The most important part of working out happens in the kitchen: your diet. Eat well, eat healthy, hit your macros. I can't account for taste, but I have some advice from a year of making 3000 calories, 180g of protein, costing about $12 a day, for myself. If meal prep is a drag for you, you might be doing it inefficiently.

1: Slow cooker / rice cooker. This is the single best investment you can make. Even if you're exhausted and quarter-conscious, you can still toss your (hopefully pre-prepared) portions into the pot and hit "start". If you get a rice cooker, make sure it's at least 10 cups so you have enough space to fit your day's meal. Also, dry the outside of your pot before cooking, or it'll sound like the 1st of July. Yes, I'm Canadian. I use a rice cooker, just because it cooks a lot quicker (~45 minutes).

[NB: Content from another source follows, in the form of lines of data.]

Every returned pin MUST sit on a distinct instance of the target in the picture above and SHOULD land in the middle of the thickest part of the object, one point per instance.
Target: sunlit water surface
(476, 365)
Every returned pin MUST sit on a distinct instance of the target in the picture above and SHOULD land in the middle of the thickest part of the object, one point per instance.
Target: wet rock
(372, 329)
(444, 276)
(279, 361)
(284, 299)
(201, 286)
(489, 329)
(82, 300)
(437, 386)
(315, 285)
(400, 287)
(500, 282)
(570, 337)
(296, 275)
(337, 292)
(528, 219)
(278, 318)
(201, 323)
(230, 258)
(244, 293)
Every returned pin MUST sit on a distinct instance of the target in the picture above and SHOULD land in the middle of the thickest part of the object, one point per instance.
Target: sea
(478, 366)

2: Cleaning. For any sort of non-stick surface, including the inside of rice cooker pots, do not use scrubbers or steel wool. Use the soft sponge side. This will make them last longer, and avoid strange chemicals getting into your food. Similarly, don't toss bones and shells in them.

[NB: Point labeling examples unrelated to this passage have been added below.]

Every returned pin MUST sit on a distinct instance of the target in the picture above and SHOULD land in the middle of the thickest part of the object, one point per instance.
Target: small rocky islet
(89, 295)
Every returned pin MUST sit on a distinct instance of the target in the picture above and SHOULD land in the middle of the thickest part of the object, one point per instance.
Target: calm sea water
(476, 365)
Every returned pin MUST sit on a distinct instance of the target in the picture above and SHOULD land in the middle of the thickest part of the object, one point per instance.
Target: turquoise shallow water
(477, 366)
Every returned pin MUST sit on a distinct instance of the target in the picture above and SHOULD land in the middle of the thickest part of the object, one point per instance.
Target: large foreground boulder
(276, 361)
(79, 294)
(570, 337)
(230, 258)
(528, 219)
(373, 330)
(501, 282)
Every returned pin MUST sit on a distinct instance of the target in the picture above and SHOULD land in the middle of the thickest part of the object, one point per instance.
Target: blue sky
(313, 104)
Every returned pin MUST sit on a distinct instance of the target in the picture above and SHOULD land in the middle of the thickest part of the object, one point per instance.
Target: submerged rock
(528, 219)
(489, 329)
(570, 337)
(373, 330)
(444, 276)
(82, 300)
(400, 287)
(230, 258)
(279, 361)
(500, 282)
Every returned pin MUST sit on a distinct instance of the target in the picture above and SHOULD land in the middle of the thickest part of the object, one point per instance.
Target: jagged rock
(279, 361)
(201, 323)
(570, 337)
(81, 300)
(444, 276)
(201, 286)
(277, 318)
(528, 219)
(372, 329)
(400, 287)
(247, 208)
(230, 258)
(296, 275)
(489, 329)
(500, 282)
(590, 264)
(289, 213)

3: Kitchen scissors. For close to 100% of my cooking, I do not use knives. More on them later. Most of the cutting you will do will be removing bones and portioning, both of which are more efficient (if uglier) with kitchen scissors. Also, less cleanup (no cutting board to wash), and much safer when you're not entirely alert.

4: Silicone fish slice / spatula. This tool is much easier to wash than the standard rice cooker spatula, and is multi-purpose. Just don't use it to fry things with. Which brings me to...

5: Wooden spoon / spatula. If you're frying things in a non-stick pan, this is your only option. Stainless steel will scratch the coating, and silicone might melt. Feel free to use metal with cast iron, but if you have the time to maintain cast iron, you probably won't need this guide.

6: Chopsticks, wood, long and short. If you need to reach out and pick something up, these are what you want. Especially useful when lightly-frying fish fillets.

7: Stainless steel bowl. Porcelain is generally heavy and fragile, while plastic scratches over time. I eat out of this most of the time now. A bowl is much less messy than a plate, with much fewer crumbs and spills. I found this out when my apartment got ants: I switched to stainless steel bowls, and the ants were gone in 3 months.

8: Bigass ladle, if you make soup or stew. No substitutes for this. Silicone is generally good for the temperatures you work with, but stainless steel is pretty good too.

9: Cutting boards should be wood, if you can't avoid using knives. Doesn't have to be fancy wood, but it should be whole wood. Avoid plastic- it scratches and accumulates germs too easily. Don't even think about glass, stone, or metal, as the damage to your knives will easily cost more than what you save on chopping board maintenance. Also, you should keep separate boards for raw and cooked food, especially meat.

10: Learn to sharpen your own knives. Knives must be sharp to be used safely and efficiently, and most tinkers will ruin your knives. It takes time to learn and master, but this is a perfect hobby to relax with after a day's work. The 400/1000 two-sided stone that comes with most sets will serve you well. The key is to maintain a constant angle of the blade to the stone. Once you can do that, the rest is accommodating different blade shapes. Use the coarse side to fix major imperfections (including your own mistakes), and the fine side once you have fixed the edge to a decent cutting ability. I don't recommend butcher's steels until you get a feel for what they do to the edge (they straighten out rolled edges).

I hope this little collection of accumulated wisdom helps you. Stay strong!